The day started with presentations by philosophers Jason Baehr (Loyola Marymount University), Heather Battaly (UCONN), Daniel Howard-Snyder (Western Washington University), and Dennis Whitcomb (Western Washington University) which explained the Limitations Owning view of intellectual humility. Their key claim is that intellectually humble people are aware of and own their own intellectual limitations, for instance, their cognitive mistakes or gaps in knowledge. In contrast, arrogant people are unaware of their limitations or pretend they don’t exist, whereas servile people focus on theirs too much. In discussions following the presentations the workshop participants addressed contexts in which intellectual humility might not be beneficial, such as – at times –  for the underserved or the oppressed.
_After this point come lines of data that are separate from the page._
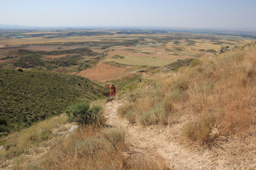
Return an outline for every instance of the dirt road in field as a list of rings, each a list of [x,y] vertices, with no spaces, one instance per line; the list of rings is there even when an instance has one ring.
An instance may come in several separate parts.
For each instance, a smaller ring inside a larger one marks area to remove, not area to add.
[[[105,113],[107,125],[110,128],[121,128],[126,130],[126,139],[131,144],[131,149],[134,151],[134,154],[140,153],[152,156],[153,151],[155,155],[160,156],[165,160],[170,170],[236,169],[226,159],[216,159],[214,154],[208,152],[207,149],[189,149],[179,144],[175,139],[175,133],[180,130],[182,123],[170,128],[145,127],[137,123],[132,125],[120,117],[117,112],[118,107],[125,102],[119,100],[106,103]],[[188,119],[182,118],[184,122]]]

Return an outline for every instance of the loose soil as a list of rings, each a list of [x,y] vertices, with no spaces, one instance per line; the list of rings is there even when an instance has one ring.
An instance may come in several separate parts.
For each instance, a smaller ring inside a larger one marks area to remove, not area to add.
[[[25,48],[32,51],[49,51],[57,48],[58,45],[31,45]]]
[[[44,58],[56,58],[62,57],[66,56],[67,55],[73,55],[73,54],[61,54],[61,55],[45,55],[44,56]]]
[[[131,125],[121,117],[117,110],[127,102],[115,100],[105,104],[105,115],[110,128],[123,128],[127,131],[128,142],[132,154],[143,153],[148,156],[161,156],[170,170],[236,170],[256,168],[255,153],[243,156],[238,153],[230,154],[230,150],[239,146],[236,142],[224,143],[218,148],[192,148],[179,144],[177,133],[191,119],[186,115],[178,123],[170,127],[158,125],[142,127]],[[247,144],[250,144],[248,141]],[[244,144],[245,145],[246,144]],[[152,150],[155,153],[152,154]]]
[[[83,70],[76,74],[92,80],[107,80],[124,73],[126,69],[99,63],[93,68]]]

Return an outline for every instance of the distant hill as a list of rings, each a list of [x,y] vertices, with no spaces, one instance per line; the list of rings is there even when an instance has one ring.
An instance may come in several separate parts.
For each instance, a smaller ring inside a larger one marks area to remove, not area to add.
[[[165,67],[170,70],[177,70],[181,67],[189,65],[194,59],[195,59],[194,58],[177,60],[177,61],[167,65],[165,65]]]
[[[0,133],[29,126],[62,113],[79,99],[95,100],[108,92],[105,88],[77,76],[20,71],[0,69]]]

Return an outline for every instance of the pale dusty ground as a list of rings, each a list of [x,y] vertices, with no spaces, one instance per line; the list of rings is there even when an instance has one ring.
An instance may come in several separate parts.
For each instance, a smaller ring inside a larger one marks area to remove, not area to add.
[[[177,140],[175,134],[180,131],[189,116],[181,118],[180,122],[170,128],[151,126],[142,127],[135,123],[133,125],[117,113],[118,107],[124,101],[114,101],[105,105],[107,125],[111,128],[123,128],[128,133],[127,140],[131,143],[134,154],[143,153],[149,155],[154,150],[156,155],[162,156],[172,170],[235,170],[255,169],[256,165],[246,160],[241,163],[236,162],[233,156],[221,153],[219,150],[197,149],[186,147]],[[232,144],[226,145],[232,147]],[[223,148],[228,149],[228,147]],[[224,149],[224,151],[225,151]],[[252,159],[253,160],[253,159]],[[255,160],[255,159],[253,159]]]

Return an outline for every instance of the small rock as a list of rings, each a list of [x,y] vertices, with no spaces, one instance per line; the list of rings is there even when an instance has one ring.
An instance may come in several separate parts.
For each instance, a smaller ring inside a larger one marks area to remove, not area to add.
[[[77,125],[74,125],[71,126],[71,128],[69,130],[69,133],[73,133],[75,131],[75,130],[79,128],[79,126]]]
[[[220,137],[221,138],[221,140],[222,141],[228,141],[228,140],[227,139],[227,138],[225,136],[220,136]]]
[[[55,133],[54,134],[54,136],[56,137],[56,136],[62,136],[64,135],[64,134],[65,134],[65,132],[61,132],[57,133]]]
[[[13,166],[14,166],[14,165],[13,165],[13,164],[10,164],[10,165],[9,165],[7,167],[7,168],[11,168]]]
[[[210,139],[211,140],[213,139],[218,136],[218,130],[217,128],[215,128],[212,129],[212,133],[209,134]]]

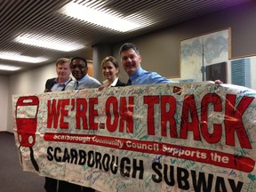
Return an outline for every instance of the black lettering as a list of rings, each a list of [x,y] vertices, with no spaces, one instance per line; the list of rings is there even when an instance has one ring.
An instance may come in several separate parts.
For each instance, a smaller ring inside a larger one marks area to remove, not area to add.
[[[172,165],[170,165],[169,167],[170,167],[170,172],[169,172],[170,180],[168,180],[168,165],[165,164],[164,164],[164,179],[167,185],[174,186],[175,184],[174,167]]]
[[[102,157],[102,166],[105,172],[109,171],[109,163],[110,163],[110,156],[108,154],[104,154]]]
[[[186,169],[180,167],[177,168],[177,180],[179,188],[182,188],[184,190],[188,190],[189,188],[189,183],[188,181],[188,172]]]
[[[75,148],[71,148],[70,149],[70,156],[71,156],[71,159],[70,159],[70,163],[71,164],[77,164],[77,151],[75,149]]]
[[[95,152],[95,164],[96,164],[95,168],[102,170],[100,160],[101,160],[101,154],[99,152]],[[100,167],[98,167],[98,165]]]
[[[159,164],[158,162],[154,162],[152,164],[152,169],[156,173],[156,175],[152,174],[152,180],[154,182],[160,183],[162,181],[163,175],[162,175],[162,172],[159,171],[159,169],[162,169],[162,168],[163,168],[162,164]]]
[[[52,154],[52,151],[53,151],[53,148],[52,147],[48,147],[47,148],[47,159],[49,161],[52,161],[53,160],[53,156]]]
[[[111,160],[111,164],[110,164],[110,170],[113,174],[116,174],[117,172],[117,168],[118,168],[118,156],[116,156],[116,161],[115,162],[115,156],[112,156],[112,160]]]
[[[84,165],[86,163],[86,152],[84,150],[79,150],[79,162],[78,164]]]
[[[225,180],[224,180],[223,178],[217,177],[215,191],[227,192],[227,188],[226,188],[226,186],[225,186]]]
[[[57,156],[57,153],[61,153],[61,149],[60,148],[55,148],[54,149],[54,159],[56,162],[61,162],[61,157],[60,156]]]
[[[65,148],[62,162],[69,163],[69,159],[70,159],[70,156],[69,156],[68,148]]]
[[[120,164],[120,173],[123,177],[130,177],[131,167],[125,166],[125,162],[128,164],[131,164],[131,161],[128,157],[123,157]]]
[[[144,173],[144,165],[143,165],[143,161],[142,160],[140,160],[140,165],[137,166],[136,163],[137,163],[137,160],[136,159],[133,159],[133,164],[132,164],[132,178],[136,178],[136,172],[137,171],[140,172],[140,174],[139,174],[139,179],[140,180],[142,180],[143,179],[143,173]]]
[[[213,180],[212,174],[208,175],[207,182],[205,179],[205,174],[204,172],[199,172],[199,177],[197,180],[196,180],[196,171],[191,171],[191,175],[192,175],[192,181],[193,181],[193,187],[195,188],[195,191],[201,191],[202,188],[203,188],[203,191],[212,191],[212,180]]]
[[[87,165],[89,167],[93,167],[95,164],[95,161],[94,161],[94,152],[93,151],[89,151],[88,152],[88,157],[87,157]]]
[[[230,180],[230,179],[228,179],[228,182],[229,182],[229,185],[231,187],[232,191],[238,192],[238,191],[242,190],[242,187],[244,185],[243,182],[238,181],[237,186],[236,187],[236,183],[235,183],[234,180]]]

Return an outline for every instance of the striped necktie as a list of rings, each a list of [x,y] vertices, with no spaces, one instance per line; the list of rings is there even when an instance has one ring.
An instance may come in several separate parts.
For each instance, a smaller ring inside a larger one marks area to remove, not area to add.
[[[131,79],[128,80],[128,82],[126,83],[126,86],[132,85],[132,81]]]
[[[79,83],[78,83],[78,81],[76,81],[76,83],[75,83],[75,90],[78,90],[78,87],[79,87]]]

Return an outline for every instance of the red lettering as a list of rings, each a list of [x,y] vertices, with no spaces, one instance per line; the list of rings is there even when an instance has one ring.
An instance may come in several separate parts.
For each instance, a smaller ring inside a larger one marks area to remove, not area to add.
[[[57,108],[56,108],[56,100],[48,100],[47,107],[48,107],[48,114],[47,114],[47,128],[52,127],[52,121],[53,121],[53,127],[58,127],[58,122],[60,118],[60,108],[61,100],[58,100]]]
[[[76,99],[76,129],[80,129],[81,127],[80,119],[82,119],[83,129],[84,130],[88,129],[86,111],[87,111],[86,100],[82,98]]]
[[[148,104],[148,134],[155,135],[154,105],[159,103],[159,96],[144,96],[144,104]]]
[[[176,100],[173,96],[164,95],[161,97],[161,127],[162,136],[167,134],[167,123],[170,124],[170,135],[178,138],[176,121],[174,118],[176,111]]]
[[[244,148],[252,148],[248,135],[243,124],[243,115],[254,98],[244,96],[236,108],[236,95],[227,94],[225,110],[226,143],[235,146],[235,131],[240,145]],[[237,102],[237,101],[236,101]]]
[[[98,123],[94,122],[96,116],[99,116],[98,110],[94,108],[94,105],[98,104],[98,98],[89,99],[89,127],[90,130],[97,130]]]
[[[193,132],[195,140],[201,140],[199,132],[199,120],[195,102],[195,96],[193,94],[187,95],[184,98],[180,138],[187,139],[188,131]]]
[[[204,95],[201,104],[201,132],[202,136],[208,143],[217,143],[222,136],[222,126],[220,124],[209,124],[214,119],[208,121],[209,105],[212,105],[213,110],[217,112],[222,111],[222,102],[219,95],[216,93],[208,93]],[[209,127],[213,126],[212,133],[209,132]]]
[[[105,108],[106,108],[106,116],[107,116],[107,120],[106,120],[107,129],[108,132],[113,132],[116,130],[117,125],[118,125],[118,120],[119,120],[117,99],[114,96],[108,98],[108,100],[106,100]],[[111,123],[112,122],[111,112],[114,115],[113,123]]]
[[[69,105],[69,100],[61,100],[61,116],[60,120],[60,128],[61,129],[68,129],[68,123],[64,121],[64,117],[68,115],[68,110],[65,108],[67,105]]]
[[[127,132],[133,132],[133,97],[128,97],[128,105],[125,97],[120,98],[120,123],[119,132],[124,132],[124,121],[126,122]]]

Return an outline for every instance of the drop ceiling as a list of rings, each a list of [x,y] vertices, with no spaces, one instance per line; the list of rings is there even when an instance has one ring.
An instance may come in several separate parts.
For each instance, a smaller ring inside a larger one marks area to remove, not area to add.
[[[0,0],[0,56],[3,52],[19,52],[26,57],[47,58],[39,63],[2,58],[0,64],[22,69],[0,70],[0,75],[12,75],[52,63],[60,57],[83,55],[92,60],[93,44],[116,43],[248,1],[252,0]],[[143,26],[120,32],[84,22],[61,13],[61,9],[70,2],[129,18],[134,22],[142,21]],[[65,52],[19,44],[15,38],[22,34],[40,34],[50,39],[64,39],[67,44],[79,43],[84,47]]]

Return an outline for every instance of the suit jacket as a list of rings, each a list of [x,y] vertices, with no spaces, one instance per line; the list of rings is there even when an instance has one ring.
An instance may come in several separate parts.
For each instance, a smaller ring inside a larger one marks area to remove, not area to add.
[[[116,82],[116,84],[115,86],[125,86],[126,84],[121,82],[119,79]]]
[[[54,78],[51,78],[51,79],[47,79],[46,83],[45,83],[45,90],[44,92],[49,92],[52,90],[52,88],[53,87],[53,85],[55,84],[57,84],[57,81],[56,81],[56,78],[57,77],[54,77]],[[72,81],[72,78],[69,79],[69,82]],[[69,82],[68,84],[69,84]],[[65,90],[65,87],[61,90],[61,91],[64,91]]]
[[[45,89],[51,90],[55,84],[57,84],[56,77],[47,79],[47,81],[45,83]]]

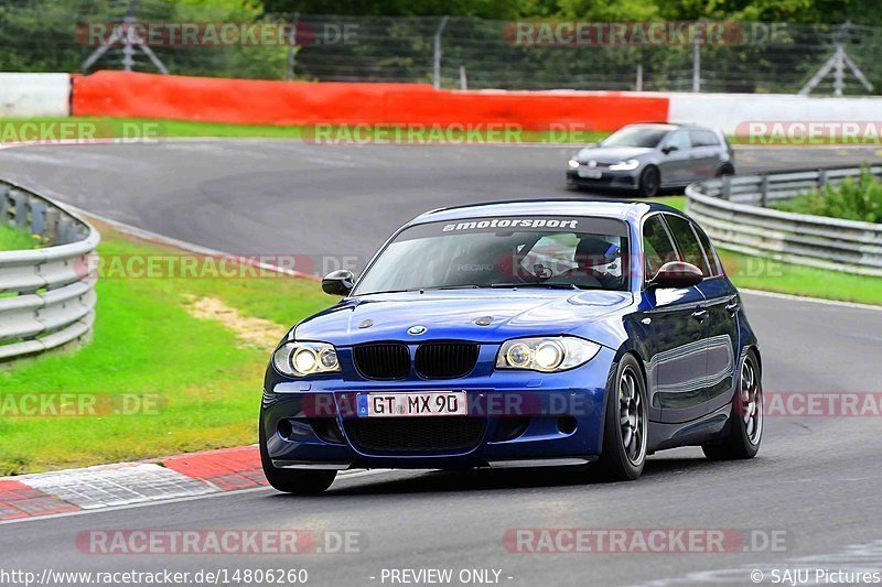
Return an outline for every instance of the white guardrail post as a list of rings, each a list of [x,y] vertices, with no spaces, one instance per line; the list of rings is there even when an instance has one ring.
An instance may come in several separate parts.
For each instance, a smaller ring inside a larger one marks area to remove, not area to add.
[[[882,176],[880,165],[864,169]],[[765,207],[860,173],[861,167],[830,167],[708,180],[686,188],[686,210],[723,249],[882,276],[882,225]]]
[[[95,322],[100,236],[49,198],[0,181],[0,224],[43,241],[0,251],[0,366],[86,337]]]

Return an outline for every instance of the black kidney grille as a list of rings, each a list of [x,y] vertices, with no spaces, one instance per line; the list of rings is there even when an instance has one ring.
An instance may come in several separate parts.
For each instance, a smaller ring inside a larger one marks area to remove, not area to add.
[[[355,367],[367,379],[405,379],[410,373],[406,345],[362,345],[353,348]]]
[[[487,421],[464,416],[364,417],[345,423],[358,448],[384,453],[463,452],[477,446]]]
[[[417,372],[426,379],[465,377],[477,362],[478,345],[429,343],[417,348]]]

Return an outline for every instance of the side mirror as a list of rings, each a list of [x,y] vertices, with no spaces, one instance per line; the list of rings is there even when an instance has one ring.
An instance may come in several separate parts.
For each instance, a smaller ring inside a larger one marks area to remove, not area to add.
[[[649,280],[649,287],[691,287],[701,283],[704,276],[692,263],[669,261]]]
[[[352,271],[340,269],[322,279],[322,291],[330,295],[348,295],[355,284]]]

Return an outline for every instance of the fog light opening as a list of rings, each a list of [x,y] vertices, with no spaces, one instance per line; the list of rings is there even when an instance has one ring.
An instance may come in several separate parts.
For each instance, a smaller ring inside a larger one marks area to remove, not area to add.
[[[279,423],[277,424],[277,430],[279,431],[279,436],[281,436],[284,439],[290,438],[291,435],[294,433],[294,428],[291,425],[290,420],[280,420]]]
[[[561,434],[572,434],[576,432],[577,423],[572,416],[560,416],[558,418],[558,432]]]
In the next interdisciplinary presentation, Michael Byram (Durham University), Fabiana Cardetti and Manuela Wagner (UCONN) shared their investigation on the interrelations between intellectual humility and intercultural citizenship, a theory developed by Byram (2008). They also presented and elicited feedback for their research plan for an empirical study in which they collaborate with world language and mathematics teachers in two public schools to better understand how intellectual humility and intercultural citizenship can mutually enrich each other in practice.



The afternoon began with a presentation by Sandra Sirota (UCONN) about her study of intellectual humility among high school students in human rights classes. She presented the connection between intellectual humility and human rights education, which can be found in such shared values as consideration and respect for the dignity of others. Sirota discussed how the implementation of a deliberation skills curriculum in human rights classes influenced different aspects of students’ intellectual humility. This was followed by a generative discussion with the entire audience about how deliberation may also play a role in other virtues and intellectual characters.  


The organizers were pleased to see that there was a distinct workshop atmosphere as participants tried to wrap their minds around the question of how can we facilitate the development of intellectual humility in education. They hope that this event leads to similar interdisciplinary workshops that explore intellectual humility, and ways of countering arrogance and servility.